Share

Bab 3 - Terjebak

last update Last Updated: 2025-03-30 10:58:22

Vella berjalan keluar dari ballroom dengan langkah cepat, membiarkan suara pesta yang masih bergema di belakangnya perlahan menghilang. Tangannya mengepal di sisi tubuhnya, pikirannya kacau.

Victor.

Pria itu bukan hanya kembali, tetapi kini memiliki tempat yang tidak bisa dihindari dalam hidupnya. Saudara tiri? Seperti lelucon buruk yang diciptakan semesta untuk mengurungnya kembali dalam jeratan masa lalu.

Ia butuh udara.

Mendorong pintu balkon yang terbuka, Vella menghirup napas dalam-dalam, mencoba menenangkan diri. Udara malam yang dingin menyentuh kulitnya, sedikit memberikan ketenangan.

Tapi ketenangan itu hanya bertahan beberapa detik.

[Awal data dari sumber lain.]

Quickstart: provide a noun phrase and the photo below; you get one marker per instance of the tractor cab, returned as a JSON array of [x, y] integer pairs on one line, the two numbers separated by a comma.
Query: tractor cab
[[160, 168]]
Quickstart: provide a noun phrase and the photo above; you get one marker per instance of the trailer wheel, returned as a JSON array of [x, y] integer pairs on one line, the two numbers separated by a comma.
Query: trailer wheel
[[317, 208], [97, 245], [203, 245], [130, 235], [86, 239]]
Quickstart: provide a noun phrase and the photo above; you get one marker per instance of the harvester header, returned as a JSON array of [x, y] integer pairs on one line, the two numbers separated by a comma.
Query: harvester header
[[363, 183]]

"Apa kau melarikan diri dariku, Vella?"

Suara itu membuat tubuhnya menegang.

Vella menutup matanya sejenak sebelum berbalik. Victor berdiri di ambang pintu balkon, memandangnya dengan ekspresi santai, tetapi matanya menyala dengan sesuatu yang sulit dijelaskan.

"Aku hanya butuh udara," jawabnya, berusaha terdengar netral.

Victor melangkah keluar, mendekat dengan gerakan yang terlalu halus, terlalu terkendali. "Udara?" Ia menghela napas dramatis. "Atau kau butuh menjauh dariku?"

Vella menatapnya tajam. "Apa kau menginginkanku menjauh?"

Victor tersenyum kecil. "Tidak. Justru sebaliknya."

Jantung Vella berdetak semakin kencang.

"Kenapa kau melakukan ini?" tanyanya akhirnya, suaranya lebih pelan.

Victor mengangkat bahu, ekspresinya tetap tenang. "Melakukan apa?"

"Masuk kembali ke dalam hidupku. Muncul sebagai... saudara tiriku." Kata itu hampir tersangkut di tenggorokannya.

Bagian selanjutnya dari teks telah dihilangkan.